A supposedly fine film I’ll never view again
I keep coming back of late to a thought by GK Chesterton that I can’t seem to pin down anywhere in his voluminous writings. In which he said he didn’t mind how far an artist dipped the human soul into the mire so long as he didn’t break the mechanism. Well, Robert Bresson, J’accuse! You have broken the mechanism, and on purpose. I staggered out of Au Hasard Balthazar in the IFI this week considering that one ought not to praise excessive cynicism in art, because it is merely the other side of the coin of excessive sentimentality. If you want to criticise Spielberg or Capra or Dickens for sentimentality, that is to say painting in black and white with outrageous villains and suffering heroes, and no grey area of nuance, then you must also criticise Bresson for painting in black and black with outrageous villains and suffering jackasses (literally in this case) without any silver lining, a portrait painted entirely in black lacks also grey nuance, it is merely a picture of pitch. The rapist, thief, and murderer Gerard outdoes anything Dickens presents in Uriah Heep or Bill Sikes. He is pure evil, he inflicts suffering because he enjoys watching people and animals in pain, except that his blank face doesn’t seem to register much enjoyment of it. I have no idea what Bresson was getting at it in presenting Gerard’s rampage of brutality in southern France. And no interest in thinking more about this movie in order to find out.

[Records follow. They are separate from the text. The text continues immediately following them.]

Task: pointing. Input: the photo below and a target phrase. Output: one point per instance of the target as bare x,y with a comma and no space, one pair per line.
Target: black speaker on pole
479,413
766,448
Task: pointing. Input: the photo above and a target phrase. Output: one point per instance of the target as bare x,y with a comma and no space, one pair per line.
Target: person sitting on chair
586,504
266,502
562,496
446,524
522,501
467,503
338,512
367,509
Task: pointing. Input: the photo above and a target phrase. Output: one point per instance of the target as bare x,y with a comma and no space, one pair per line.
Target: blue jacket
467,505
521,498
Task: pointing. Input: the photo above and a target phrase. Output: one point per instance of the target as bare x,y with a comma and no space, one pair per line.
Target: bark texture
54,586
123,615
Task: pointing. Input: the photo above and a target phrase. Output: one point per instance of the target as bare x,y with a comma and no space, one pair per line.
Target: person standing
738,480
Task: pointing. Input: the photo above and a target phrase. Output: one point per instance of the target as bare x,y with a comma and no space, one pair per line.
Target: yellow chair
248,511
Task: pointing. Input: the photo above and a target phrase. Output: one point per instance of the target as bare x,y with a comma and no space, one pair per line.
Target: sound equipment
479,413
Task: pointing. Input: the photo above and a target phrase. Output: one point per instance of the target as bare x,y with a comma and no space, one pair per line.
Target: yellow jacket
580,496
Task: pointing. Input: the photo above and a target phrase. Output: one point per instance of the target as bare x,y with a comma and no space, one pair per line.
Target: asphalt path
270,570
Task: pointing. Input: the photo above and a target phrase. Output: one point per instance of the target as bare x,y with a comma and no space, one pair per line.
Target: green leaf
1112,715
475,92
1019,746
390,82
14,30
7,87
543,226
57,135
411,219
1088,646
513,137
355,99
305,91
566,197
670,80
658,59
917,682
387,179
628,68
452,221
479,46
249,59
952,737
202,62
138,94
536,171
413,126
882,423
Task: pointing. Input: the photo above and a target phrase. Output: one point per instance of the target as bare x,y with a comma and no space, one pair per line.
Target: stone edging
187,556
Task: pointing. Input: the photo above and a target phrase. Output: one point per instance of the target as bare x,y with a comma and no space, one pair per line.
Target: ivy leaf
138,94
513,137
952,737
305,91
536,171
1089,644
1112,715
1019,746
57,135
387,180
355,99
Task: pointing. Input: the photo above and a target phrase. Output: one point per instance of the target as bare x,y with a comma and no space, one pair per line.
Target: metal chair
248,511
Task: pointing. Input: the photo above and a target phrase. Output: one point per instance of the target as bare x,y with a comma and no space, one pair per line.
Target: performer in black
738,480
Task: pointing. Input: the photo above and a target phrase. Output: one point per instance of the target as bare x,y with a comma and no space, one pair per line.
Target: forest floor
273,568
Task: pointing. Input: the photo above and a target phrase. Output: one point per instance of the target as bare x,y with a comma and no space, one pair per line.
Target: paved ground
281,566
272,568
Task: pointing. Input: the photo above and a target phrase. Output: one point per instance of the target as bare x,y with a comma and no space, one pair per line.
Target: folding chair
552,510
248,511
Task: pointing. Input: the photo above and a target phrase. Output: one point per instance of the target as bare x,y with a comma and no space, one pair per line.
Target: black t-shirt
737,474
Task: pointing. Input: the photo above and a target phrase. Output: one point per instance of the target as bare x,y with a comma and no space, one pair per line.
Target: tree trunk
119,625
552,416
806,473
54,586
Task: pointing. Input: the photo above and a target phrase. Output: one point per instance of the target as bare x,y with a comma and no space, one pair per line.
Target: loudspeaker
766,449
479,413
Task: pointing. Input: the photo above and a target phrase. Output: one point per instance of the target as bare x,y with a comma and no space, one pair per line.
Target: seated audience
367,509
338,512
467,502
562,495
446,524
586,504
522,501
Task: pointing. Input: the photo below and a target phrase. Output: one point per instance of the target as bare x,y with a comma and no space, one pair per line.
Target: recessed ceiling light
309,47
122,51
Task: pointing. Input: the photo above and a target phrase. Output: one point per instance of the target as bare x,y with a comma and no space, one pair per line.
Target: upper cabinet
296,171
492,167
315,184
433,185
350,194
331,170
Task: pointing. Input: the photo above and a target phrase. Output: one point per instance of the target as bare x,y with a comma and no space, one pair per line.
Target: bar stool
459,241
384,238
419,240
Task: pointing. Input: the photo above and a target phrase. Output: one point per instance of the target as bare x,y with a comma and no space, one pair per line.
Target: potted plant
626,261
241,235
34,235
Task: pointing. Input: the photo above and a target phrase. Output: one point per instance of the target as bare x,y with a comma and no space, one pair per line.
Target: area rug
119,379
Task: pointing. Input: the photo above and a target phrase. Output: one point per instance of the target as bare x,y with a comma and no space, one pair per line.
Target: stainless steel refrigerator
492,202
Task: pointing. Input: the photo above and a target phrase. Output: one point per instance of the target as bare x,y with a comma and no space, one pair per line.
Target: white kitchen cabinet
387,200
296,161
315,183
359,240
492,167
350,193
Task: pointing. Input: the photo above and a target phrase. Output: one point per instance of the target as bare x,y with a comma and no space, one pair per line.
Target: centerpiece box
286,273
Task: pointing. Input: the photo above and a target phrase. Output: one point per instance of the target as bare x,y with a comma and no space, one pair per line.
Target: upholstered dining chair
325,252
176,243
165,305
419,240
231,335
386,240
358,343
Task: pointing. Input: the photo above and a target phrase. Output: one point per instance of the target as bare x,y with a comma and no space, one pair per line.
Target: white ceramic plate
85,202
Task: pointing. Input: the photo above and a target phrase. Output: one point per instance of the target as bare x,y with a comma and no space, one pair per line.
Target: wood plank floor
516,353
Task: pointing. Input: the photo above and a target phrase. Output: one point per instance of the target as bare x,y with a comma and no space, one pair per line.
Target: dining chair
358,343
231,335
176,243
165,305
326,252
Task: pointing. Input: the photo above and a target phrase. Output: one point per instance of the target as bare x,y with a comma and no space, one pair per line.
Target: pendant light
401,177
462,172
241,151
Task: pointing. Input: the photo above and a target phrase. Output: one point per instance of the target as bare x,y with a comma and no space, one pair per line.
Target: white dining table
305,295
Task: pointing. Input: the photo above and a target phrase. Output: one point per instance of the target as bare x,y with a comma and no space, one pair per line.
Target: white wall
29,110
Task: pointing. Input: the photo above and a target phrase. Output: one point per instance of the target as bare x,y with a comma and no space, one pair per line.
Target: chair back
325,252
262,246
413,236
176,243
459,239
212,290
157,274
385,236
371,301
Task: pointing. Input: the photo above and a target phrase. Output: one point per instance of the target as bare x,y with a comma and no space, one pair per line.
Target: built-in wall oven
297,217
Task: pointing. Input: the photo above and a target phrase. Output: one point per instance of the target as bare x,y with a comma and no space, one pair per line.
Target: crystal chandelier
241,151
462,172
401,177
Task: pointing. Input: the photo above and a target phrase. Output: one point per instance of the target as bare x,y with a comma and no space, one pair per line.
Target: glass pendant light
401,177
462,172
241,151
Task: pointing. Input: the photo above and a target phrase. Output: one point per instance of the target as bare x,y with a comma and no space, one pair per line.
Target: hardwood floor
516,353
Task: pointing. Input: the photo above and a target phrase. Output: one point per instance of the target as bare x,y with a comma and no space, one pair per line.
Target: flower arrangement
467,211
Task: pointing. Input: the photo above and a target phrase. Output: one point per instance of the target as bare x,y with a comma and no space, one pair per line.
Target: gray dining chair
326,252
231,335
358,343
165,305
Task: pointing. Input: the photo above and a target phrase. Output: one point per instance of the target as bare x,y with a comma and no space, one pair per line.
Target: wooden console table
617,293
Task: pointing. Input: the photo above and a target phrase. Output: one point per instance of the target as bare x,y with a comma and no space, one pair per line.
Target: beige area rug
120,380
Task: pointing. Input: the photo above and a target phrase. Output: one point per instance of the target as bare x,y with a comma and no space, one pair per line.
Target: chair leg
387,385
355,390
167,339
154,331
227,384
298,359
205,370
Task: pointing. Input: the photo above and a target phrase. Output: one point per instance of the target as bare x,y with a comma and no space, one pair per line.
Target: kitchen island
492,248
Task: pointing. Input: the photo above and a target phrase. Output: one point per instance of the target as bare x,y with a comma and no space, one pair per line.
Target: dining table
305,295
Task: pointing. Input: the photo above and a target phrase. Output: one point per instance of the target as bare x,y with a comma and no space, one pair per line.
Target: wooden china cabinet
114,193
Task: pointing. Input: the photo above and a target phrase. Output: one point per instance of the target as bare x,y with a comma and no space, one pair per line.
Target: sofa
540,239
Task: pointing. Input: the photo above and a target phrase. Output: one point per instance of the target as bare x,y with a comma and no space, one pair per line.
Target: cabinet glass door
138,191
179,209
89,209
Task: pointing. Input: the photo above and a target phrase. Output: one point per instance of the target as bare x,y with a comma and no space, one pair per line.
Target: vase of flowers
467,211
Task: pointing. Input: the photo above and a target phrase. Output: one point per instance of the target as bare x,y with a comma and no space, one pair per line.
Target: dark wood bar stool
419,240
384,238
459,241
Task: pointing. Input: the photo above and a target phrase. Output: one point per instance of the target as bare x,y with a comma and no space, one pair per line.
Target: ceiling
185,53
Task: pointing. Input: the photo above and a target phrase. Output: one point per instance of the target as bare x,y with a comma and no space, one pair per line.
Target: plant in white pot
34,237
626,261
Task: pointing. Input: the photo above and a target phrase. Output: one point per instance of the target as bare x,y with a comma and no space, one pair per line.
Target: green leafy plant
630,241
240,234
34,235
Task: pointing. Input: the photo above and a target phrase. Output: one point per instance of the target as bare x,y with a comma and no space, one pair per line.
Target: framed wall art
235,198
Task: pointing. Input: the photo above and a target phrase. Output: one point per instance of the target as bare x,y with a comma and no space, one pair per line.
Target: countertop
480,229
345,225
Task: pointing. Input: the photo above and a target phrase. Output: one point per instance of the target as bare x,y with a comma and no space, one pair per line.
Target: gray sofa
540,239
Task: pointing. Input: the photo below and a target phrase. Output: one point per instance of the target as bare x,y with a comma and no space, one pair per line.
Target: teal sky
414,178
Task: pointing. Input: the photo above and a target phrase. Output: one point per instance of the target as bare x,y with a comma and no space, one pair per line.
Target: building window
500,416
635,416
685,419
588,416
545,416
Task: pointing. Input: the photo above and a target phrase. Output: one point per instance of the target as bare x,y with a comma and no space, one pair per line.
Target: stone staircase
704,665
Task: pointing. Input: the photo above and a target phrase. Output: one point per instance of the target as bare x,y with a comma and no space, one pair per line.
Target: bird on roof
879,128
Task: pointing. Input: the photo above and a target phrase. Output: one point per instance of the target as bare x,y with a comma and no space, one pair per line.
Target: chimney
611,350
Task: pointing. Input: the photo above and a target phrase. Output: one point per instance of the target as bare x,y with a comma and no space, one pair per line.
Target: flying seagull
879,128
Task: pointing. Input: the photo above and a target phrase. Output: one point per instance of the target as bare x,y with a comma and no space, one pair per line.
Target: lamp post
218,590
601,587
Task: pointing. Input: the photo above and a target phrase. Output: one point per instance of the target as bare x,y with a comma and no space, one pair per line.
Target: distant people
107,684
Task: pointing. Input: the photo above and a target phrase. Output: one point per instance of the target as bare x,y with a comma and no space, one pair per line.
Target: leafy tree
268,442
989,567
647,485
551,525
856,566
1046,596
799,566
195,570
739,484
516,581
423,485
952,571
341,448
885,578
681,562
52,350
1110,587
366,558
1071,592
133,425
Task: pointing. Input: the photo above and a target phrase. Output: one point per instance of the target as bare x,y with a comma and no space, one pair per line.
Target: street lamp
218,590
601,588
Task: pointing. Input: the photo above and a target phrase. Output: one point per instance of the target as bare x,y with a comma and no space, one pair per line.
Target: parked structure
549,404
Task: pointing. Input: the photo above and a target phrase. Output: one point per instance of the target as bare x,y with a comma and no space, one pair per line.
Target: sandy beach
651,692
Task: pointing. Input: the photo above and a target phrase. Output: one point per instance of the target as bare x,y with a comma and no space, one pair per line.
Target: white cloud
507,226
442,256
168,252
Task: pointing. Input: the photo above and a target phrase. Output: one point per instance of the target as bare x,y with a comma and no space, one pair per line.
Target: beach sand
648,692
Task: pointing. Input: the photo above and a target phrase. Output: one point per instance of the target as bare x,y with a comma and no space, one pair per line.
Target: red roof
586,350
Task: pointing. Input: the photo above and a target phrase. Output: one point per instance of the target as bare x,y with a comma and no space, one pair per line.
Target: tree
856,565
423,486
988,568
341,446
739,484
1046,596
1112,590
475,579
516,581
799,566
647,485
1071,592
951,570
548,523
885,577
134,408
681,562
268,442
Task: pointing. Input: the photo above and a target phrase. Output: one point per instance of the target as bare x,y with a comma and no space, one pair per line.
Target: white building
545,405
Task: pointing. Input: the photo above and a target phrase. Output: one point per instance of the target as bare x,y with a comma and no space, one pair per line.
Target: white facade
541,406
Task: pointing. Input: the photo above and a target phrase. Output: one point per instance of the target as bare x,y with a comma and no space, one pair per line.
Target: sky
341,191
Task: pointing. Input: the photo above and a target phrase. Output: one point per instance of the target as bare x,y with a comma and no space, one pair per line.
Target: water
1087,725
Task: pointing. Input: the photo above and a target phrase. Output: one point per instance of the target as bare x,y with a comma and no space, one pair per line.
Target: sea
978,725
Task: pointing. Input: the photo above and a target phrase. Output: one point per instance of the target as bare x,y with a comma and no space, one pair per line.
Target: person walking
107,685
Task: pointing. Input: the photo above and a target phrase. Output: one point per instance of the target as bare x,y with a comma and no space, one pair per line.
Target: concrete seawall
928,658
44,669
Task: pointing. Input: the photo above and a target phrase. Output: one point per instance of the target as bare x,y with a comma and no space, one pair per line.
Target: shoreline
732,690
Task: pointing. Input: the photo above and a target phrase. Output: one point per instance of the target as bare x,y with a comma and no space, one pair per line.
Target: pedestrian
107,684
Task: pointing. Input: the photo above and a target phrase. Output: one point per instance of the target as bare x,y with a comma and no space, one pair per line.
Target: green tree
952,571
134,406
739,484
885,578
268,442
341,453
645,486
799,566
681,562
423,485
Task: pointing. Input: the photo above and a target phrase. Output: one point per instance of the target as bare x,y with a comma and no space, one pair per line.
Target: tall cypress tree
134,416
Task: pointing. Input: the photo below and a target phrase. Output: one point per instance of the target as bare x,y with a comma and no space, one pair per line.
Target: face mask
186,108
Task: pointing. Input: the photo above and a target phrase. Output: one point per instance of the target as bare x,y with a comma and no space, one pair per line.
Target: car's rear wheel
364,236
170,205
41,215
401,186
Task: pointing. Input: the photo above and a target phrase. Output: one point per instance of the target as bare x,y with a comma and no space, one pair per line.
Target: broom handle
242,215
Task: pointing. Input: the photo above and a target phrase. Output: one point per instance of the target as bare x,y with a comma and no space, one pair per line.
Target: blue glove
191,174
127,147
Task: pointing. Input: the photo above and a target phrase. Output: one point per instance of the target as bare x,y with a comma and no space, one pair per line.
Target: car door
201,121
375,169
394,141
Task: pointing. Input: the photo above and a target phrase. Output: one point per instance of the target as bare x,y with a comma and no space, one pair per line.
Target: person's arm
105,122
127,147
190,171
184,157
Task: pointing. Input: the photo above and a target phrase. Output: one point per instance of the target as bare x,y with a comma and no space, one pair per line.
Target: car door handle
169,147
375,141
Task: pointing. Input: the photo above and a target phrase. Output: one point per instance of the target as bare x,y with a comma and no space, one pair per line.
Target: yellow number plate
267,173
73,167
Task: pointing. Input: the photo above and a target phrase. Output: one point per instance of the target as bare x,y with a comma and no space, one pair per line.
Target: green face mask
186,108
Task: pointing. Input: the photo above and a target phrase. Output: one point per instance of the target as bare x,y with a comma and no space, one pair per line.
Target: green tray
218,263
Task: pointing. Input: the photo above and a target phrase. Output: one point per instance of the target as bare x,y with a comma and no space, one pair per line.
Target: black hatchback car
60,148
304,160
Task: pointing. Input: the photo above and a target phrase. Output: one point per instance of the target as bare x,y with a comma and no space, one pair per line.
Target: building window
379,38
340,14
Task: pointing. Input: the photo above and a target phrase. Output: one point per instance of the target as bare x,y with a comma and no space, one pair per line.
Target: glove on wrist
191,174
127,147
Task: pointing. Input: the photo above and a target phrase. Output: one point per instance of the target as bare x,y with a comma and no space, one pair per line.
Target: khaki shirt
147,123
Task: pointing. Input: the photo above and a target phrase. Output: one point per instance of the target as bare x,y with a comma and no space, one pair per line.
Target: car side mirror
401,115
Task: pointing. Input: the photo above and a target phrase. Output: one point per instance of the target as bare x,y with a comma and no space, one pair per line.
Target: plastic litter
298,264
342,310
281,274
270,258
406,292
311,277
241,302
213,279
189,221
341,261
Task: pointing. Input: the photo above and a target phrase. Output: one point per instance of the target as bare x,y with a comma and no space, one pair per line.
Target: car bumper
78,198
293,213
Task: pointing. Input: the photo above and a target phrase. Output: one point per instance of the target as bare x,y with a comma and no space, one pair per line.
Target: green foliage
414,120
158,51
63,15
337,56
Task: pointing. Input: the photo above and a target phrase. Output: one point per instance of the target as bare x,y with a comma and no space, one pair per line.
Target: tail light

Lies, damn lies, and statistics
Kevin Feige et al boasted at Comic-Con yesterday that Avengers: Endgame had just beaten Avatar to become the most popular movie ever. No, it didn’t. Because they didn’t adjust for inflation. It’s a lie. It’s not that hard to adjust for inflation, go to boxofficemojo.com and then plug the relevant figures into westegg.com/inflation/. It shouldn’t take you even two minutes. If you would be happy to never have your salary adjusted for inflation then by all means repeat this Marvel talking point. (Which is a lie.) If not…
What is a film?
This may sound rather like a film critic having an existential crisis but it seems like a rather pertinent question now that we’re drawing the curtain on two decades of the 21st Century. Not least because the idea that Twin Peaks: The Return is one of the best films of the 2010s seems to collapse all ideas into gibberish. The idea that a film is real physical action captured in camera on a piece of celluloid, with additional material added to it later as it’s assembled into a coherent assemblage of images, before being run thru a projector and by flickering light taking up a huge space in a public place where an audience of strangers sit without interruption for 2 hours to watch a story that only needs 2 hours of motion doesn’t seem to hold true anymore – it’s a very 20th Century notion. What is a film now? By the year 2030 we might have to define it as something released by Disney into cinemas where disruptive, almost exclusively under-20s, audiences play with their phones while flickering light projects a digital record of a semi-coherent assemblage of digitally animated landscapes populated by digitally animated characters with occasional humans interspersed to keep the pretence that the digitally animated action unfolding onscreen means something. And as many of these pieces of art (sic) will not be remotely self-contained stories within 2 hours, the MCU having revived the idea of the matinee serial but made it into the main attraction, that won’t even hold true for a definition of this brave new world.